We bided our time. Then we turned our attention to the chemistry of organoboranes. Here we discovered we had an unimaginably rich goldmine in our hands. The organoboranes have done practically everything we have asked them to do. They are presently the most versatile intermediates available to the chemist. Moreover, they exhibit a most unusual feature, substitution with complete retention of stereochemistry.

XI. THE BORON ROUTE TO ASYMMETRIC SYNTHESIS

Compounds of carbon often exist as a pair of stereoisomers which differ only in the fact that they are mirror images, like our right and left hands. Living organisms usually produce and use only one of a pair of such stereoisomers, but the classical synthetic methods usually produce only a 50:50 mixture of such stereoisomers, and it is both difficult and costly to separate them. Boron chemistry, however, has now given us a practical method of making only one of a pair of stereoisomers. This development promises to revolutionize the pharmaceutical industry in making it possible to prepare economically isomerically pure stereoisomers for medicinals, avoiding the common practice of manufacturing and selling 50:50 mixtures of such stereoisomers, only one of which is effective for the desired medicinal effect.

Since organoboranes undergo substitution with complete retention of configuration, the development of a simple procedure for putting a single stereoisomeric group on boron should make possible a general method for achieving the simple synthesis of such stereoisomers. Hydroboration with the simple borane derivatives of a a-pinene, a cheap terpene (from terpentine), made this possible. We are now able to synthesize stereoisomerically pure compounds by simple, economic methods.

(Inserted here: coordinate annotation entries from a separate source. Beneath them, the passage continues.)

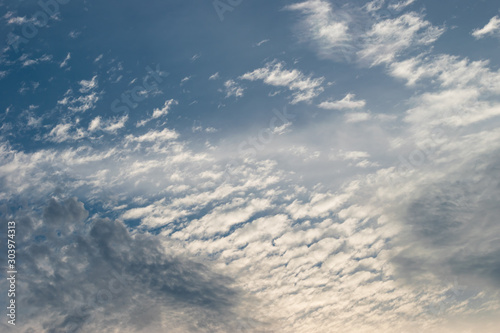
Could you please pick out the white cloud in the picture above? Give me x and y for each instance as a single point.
(387, 39)
(345, 34)
(357, 117)
(262, 42)
(95, 124)
(327, 28)
(274, 74)
(65, 61)
(401, 5)
(233, 89)
(347, 103)
(115, 124)
(214, 76)
(88, 85)
(493, 27)
(157, 113)
(154, 136)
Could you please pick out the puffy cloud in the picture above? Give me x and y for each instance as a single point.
(348, 102)
(233, 89)
(304, 87)
(389, 38)
(493, 27)
(92, 275)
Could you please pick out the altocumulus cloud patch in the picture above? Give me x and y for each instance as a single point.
(85, 274)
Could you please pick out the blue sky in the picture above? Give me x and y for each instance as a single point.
(261, 166)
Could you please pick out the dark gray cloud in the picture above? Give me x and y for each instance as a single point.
(452, 229)
(87, 276)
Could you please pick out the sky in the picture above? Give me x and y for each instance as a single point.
(251, 166)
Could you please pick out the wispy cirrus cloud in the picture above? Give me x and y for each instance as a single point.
(304, 88)
(347, 103)
(491, 28)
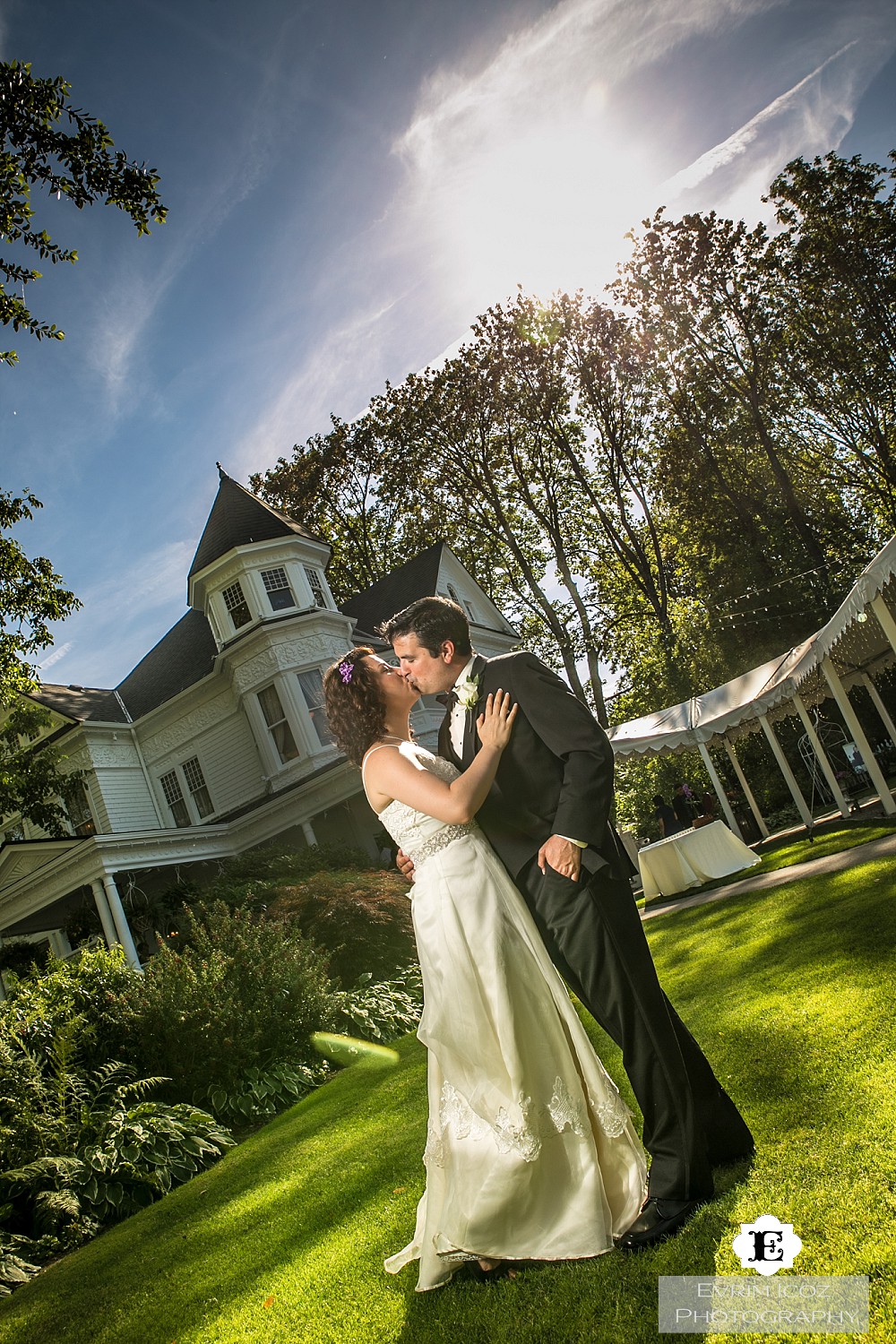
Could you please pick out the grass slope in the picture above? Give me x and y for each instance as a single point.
(791, 995)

XII. NEW CONTINENTS OF SCIENCE TO DISCOVER

In this talk I have tried to transmit a number of lessons by describing my personal experiences over 60 years. At the time I was a student in college, I had no inkling of what life would bring. Developments that I thought were catastrophic at the time turned out well. Life is a fascinating adventure. We should not fear it

Let me leave you with one last message.

The research of my students and coworkers has taken this exotic group of chemicalsždiborane, borohydrides and organoboranesžfrom unknown materials of little interest to important chemicals of major value as chemical reagents. We developed practical methods for their preparation and manufacture. We discovered important new reactions of value to chemists interested in synthesizing complex organic structures. some of our materials have solved major ecological problems.

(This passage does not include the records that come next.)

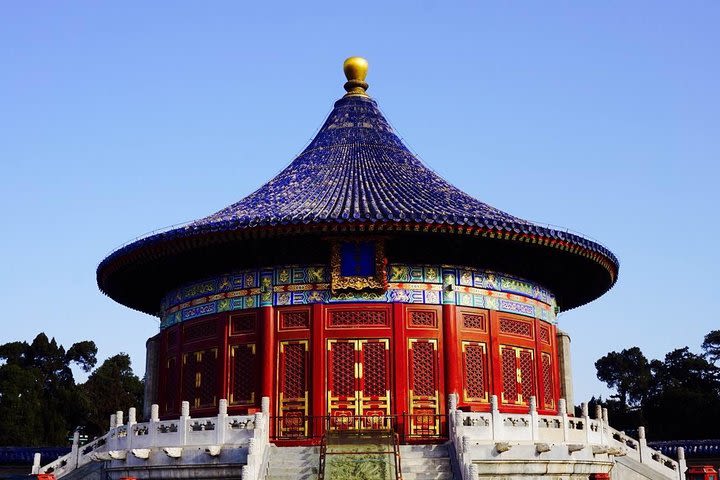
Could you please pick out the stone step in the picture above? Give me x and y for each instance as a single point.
(282, 470)
(427, 476)
(433, 467)
(295, 476)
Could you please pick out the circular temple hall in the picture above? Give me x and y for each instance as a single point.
(357, 286)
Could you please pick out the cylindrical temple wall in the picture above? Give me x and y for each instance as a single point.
(151, 374)
(566, 389)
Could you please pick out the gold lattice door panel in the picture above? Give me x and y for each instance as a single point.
(547, 379)
(423, 382)
(518, 374)
(199, 377)
(358, 382)
(293, 388)
(243, 380)
(475, 371)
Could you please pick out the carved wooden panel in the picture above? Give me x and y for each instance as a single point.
(518, 375)
(243, 374)
(199, 378)
(243, 323)
(293, 387)
(423, 382)
(475, 371)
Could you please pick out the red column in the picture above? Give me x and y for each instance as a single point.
(451, 345)
(268, 357)
(400, 353)
(317, 369)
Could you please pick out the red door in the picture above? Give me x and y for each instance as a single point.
(358, 382)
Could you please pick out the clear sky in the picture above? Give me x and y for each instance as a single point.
(118, 118)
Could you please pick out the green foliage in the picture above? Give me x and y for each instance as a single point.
(628, 372)
(111, 387)
(676, 398)
(711, 346)
(40, 402)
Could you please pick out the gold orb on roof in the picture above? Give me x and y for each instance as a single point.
(355, 69)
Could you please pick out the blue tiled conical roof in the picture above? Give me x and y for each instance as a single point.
(357, 169)
(356, 176)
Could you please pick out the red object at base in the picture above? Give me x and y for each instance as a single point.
(701, 472)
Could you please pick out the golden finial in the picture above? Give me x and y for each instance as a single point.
(355, 69)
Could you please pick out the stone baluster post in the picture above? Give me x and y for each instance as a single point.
(534, 419)
(682, 464)
(642, 445)
(74, 451)
(132, 421)
(562, 406)
(497, 423)
(601, 428)
(265, 408)
(184, 422)
(152, 428)
(221, 424)
(586, 420)
(119, 420)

In 1936 when I received my B.Sc. degree, I felt that organic chemistry was a relatively mature science, with essentially all of the important reactions and structures known. There appeared to be little new to be done except the working out of reaction mechanisms and the improvement of reaction yields. I now recognize that I was wrong. I have seen major new reactions discovered. Numerous new reagents are available. Many new structures are known. We have at hand many new products and processes.

I know that many of the students of today feel the way I did back in 1936. But I see no reason for believing that the next 60 years will not be as fruitful as the past.

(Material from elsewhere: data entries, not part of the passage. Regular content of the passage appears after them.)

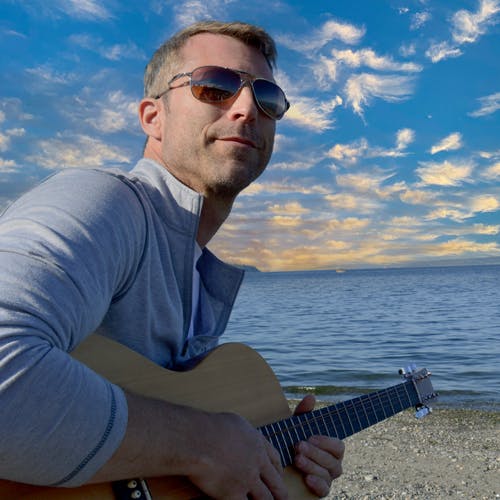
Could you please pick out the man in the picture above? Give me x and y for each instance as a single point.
(115, 253)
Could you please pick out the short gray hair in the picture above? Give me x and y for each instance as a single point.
(167, 58)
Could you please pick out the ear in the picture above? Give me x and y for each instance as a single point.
(150, 116)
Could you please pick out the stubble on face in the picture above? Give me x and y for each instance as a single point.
(210, 147)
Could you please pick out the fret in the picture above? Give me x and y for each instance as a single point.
(387, 395)
(364, 418)
(274, 438)
(383, 416)
(356, 424)
(288, 440)
(339, 420)
(349, 427)
(322, 412)
(333, 432)
(299, 426)
(400, 403)
(341, 434)
(406, 390)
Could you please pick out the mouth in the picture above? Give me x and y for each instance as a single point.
(239, 140)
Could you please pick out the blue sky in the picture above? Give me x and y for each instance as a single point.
(390, 153)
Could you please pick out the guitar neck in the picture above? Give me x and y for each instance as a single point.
(340, 420)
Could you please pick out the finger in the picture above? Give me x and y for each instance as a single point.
(260, 491)
(306, 405)
(333, 446)
(312, 459)
(318, 486)
(274, 456)
(274, 483)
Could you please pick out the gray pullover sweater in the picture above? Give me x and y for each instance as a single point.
(85, 251)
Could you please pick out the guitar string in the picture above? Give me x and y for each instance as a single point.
(354, 405)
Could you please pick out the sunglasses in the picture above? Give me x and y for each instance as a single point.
(214, 84)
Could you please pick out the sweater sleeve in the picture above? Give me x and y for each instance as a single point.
(67, 249)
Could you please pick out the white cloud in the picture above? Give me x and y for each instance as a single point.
(325, 71)
(484, 203)
(450, 143)
(331, 30)
(466, 27)
(404, 137)
(443, 50)
(445, 174)
(117, 113)
(7, 166)
(361, 89)
(85, 9)
(419, 19)
(487, 105)
(469, 26)
(492, 172)
(44, 74)
(190, 11)
(67, 151)
(310, 113)
(407, 50)
(115, 52)
(369, 58)
(4, 142)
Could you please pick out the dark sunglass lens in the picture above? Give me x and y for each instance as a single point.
(271, 98)
(213, 84)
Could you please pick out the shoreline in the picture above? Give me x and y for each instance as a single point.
(451, 453)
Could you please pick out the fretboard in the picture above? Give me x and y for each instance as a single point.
(339, 420)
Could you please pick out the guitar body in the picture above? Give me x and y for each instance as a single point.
(233, 378)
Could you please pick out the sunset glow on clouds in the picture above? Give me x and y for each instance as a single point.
(389, 154)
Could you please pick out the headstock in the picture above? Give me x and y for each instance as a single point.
(423, 385)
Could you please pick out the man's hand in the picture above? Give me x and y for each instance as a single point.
(238, 462)
(320, 457)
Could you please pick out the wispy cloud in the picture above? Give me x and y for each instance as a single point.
(443, 50)
(487, 105)
(189, 11)
(310, 113)
(331, 30)
(67, 151)
(352, 152)
(45, 75)
(492, 172)
(449, 143)
(370, 59)
(117, 112)
(85, 9)
(445, 173)
(115, 52)
(363, 88)
(419, 19)
(466, 27)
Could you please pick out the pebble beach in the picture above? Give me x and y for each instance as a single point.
(452, 453)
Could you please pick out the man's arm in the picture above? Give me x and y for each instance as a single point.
(64, 253)
(221, 453)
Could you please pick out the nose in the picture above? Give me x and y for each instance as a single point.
(243, 105)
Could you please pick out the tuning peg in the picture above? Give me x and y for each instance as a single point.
(422, 412)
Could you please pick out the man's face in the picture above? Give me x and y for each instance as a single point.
(216, 148)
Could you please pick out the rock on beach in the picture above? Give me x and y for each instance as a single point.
(449, 454)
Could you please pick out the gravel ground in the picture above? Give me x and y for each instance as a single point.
(448, 454)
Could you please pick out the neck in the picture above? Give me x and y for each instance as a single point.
(216, 206)
(213, 215)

In my book, Hydroboration, I quoted the poet: Tall oaks from little acorns grow. But in this lecture I have started further back, to a time when the acorn was a mere grain of pollen. I have shown how that grain of pollen developed first into an acorn. Then the acorn became an oak. The oak tree became a forest. Now we are beginning to see the outlines of a huge new Continent.

We have been moving rapidly over that Continent, scouting out the major mountain ranges, river valleys, lakes and coasts. But it is evident that we have only scratched the surface. It will require another generation of chemists to settle that Continent and to utilize its riches for the good of mankind.

But is there any reason to believe that this is the last new continent of its kind? Surely not. It is entirely possible that all around us lie similar Continents of Science awaiting discovery by enthusiastic, optimistic explorers. I hope that one result of this lecture will be to inspire young chemists (and young people in all other areas of knowledge) to search for such new Continents.

Lets go forth to find them! GOOD LUCK!